My Coming Out Helped Me Realize My White Privilege

Five years ago, at Christmas, I went home for the holidays and announced to my family that I was planning on going to seminary. For the most part, my family was excited and supportive of my decision to pursue ordained ministry, but a few were resistant.

As it turned out, they felt that my being a woman precluded me from being called to ministry by God.

I was floored. Perhaps I shouldn’t have been. After all, I knew that women hadn’t always been allowed to be ordained in my denomination and still weren’t in others. My dad’s concern should have been predictable, given that he was a committed Catholic.

But, I had been raised around successful, independent women and had grown up in a church with a beloved female associate pastor. Ensconced as I was in my upper-middle class world, the idea of privilege had never felt entirely real to me.

Though I claimed to believe in systemic oppression, I couldn’t really conceptualize that our systems worked against certain people on the basis of their inherent qualities. Yet suddenly I was confronted by the reality that people I loved believed I was inferior just because I was a woman.

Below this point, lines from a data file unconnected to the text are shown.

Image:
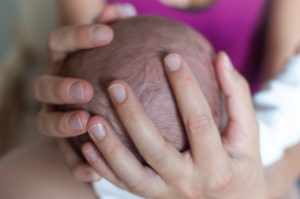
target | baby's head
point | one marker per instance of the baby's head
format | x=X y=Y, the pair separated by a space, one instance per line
x=135 y=56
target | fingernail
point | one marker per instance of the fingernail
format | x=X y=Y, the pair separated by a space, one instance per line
x=97 y=132
x=128 y=10
x=227 y=62
x=117 y=92
x=173 y=62
x=100 y=34
x=76 y=91
x=75 y=123
x=91 y=176
x=90 y=154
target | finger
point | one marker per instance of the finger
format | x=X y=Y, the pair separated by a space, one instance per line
x=241 y=131
x=60 y=90
x=162 y=157
x=177 y=3
x=81 y=171
x=99 y=164
x=114 y=12
x=203 y=136
x=120 y=159
x=63 y=124
x=72 y=38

This experience was magnified when I came out as queer less than a year later.

Having grown up in a conservative Southern family, there were people I loved who had affirmed my sense of call to ministry just months earlier but who were suddenly convinced I was unfit. My path to ministry was now full of risk, judgment, and rejection all because of my sexual identity.

The sudden shift made the unfairness of it all seem especially apparent. It was like a switch had been flipped in my brain, so that systemic injustices that had once been invisible to me were now neon bright.

Recognizing the ways that society worked against my gender and my sexuality made me a stronger feminist and LGBTQ justice advocate, but my coming out also made me realize the ways that I participate in systems of oppression. I had the unusual experience of coming out right alongside a seminary classmate and friend. We both came from conservative families. We had both grown up in the South.

And we were both newly coming to terms with our queer identity and the upheaval that coming out brings.

The primary difference between us was our race. I am white, and she is black. The impact of that factor on our simultaneous coming out experiences was profound and impossible to ignore.

My ordination process would make me one of a small number of ordained bisexual women. My friend’s ordination could potentially make her the first ordained out, queer, black woman. I would be limited to churches that were open to hiring queer, female clergy. She would be further limited to churches open to hiring a black, queer woman in our overwhelming white denomination. I would struggle to reconcile my queerness with my home community, while she would struggle to reconcile her blackness with our queer community and her queerness with her home community. These, of course, are just the tip of the iceberg.

I am ashamed that it took encountering my own experiences of oppression to recognize the immensity of my privilege, but I am as determined to work against systemic oppression for people of color as I am for women and LGBTQ people.

I aim to be as committed to dismantling my own privilege as I am to dismantling privilege that marginalizes me.

As a white person, I cannot fully understand the experiences of people of color, but my queerness and womanness have both helped me understand the need for justice for all people.

Unfortunately, it sometimes seems that justice movements choose which demographic to advocate for, and that can make queer justice and racial justice seem like they are at odds with one another. As a result, the pressing needs for racial justice get sidelined in favor of queer advocacy—or vice versa. And caught in the middle of all of this are queer people of color whose justice is denied when either movement is sidelined for the other. There is a myth that justice is in short supply and that we must fight each other for who gets it.

The truth is that justice is only real when all people have it.

My particular experience coming out alongside my friend helped me to realize the ways my marginalization and my privilege are intertwined. It helped me to understand how my struggle for justice is bound up with my friend’s struggle.

It challenged me to call out my privilege as often as I claim my own right to equality.

In the Presbyterian Church (U.S.A.), we have seen huge strides in LGBTQ justice in the last several years with changes in ordination polity and marriage equality. Now, as we look toward what is next, Presbyterian leaders both within the LGBTQ world and outside of it are prioritizing racial justice as a primary focus going forward. The truth is that racial justice should have always been a priority, but I am glad to see a willingness to confront our own denominational white privilege.

At the recent national conference for The Covenant Network of Presbyterians, Rev. J. Herbert Nelson offered a challenging truth, naming that white LGBTQ Presbyterians are “a group of people who, once brokered into the denomination, will immediately have a space of privilege based on race and yet those of us who have been struggling for years will never have that privilege – certainly not by any overture to a General Assembly.”

We must do the work of learning how we participate in systems of oppression against people of color.

We must do the work of dismantling our white privilege and our complacency in the face of racial injustice.

Queer and straight, and people of all genders. We must do it because our faith calls for justice, and until justice belongs to all people, the work is not done.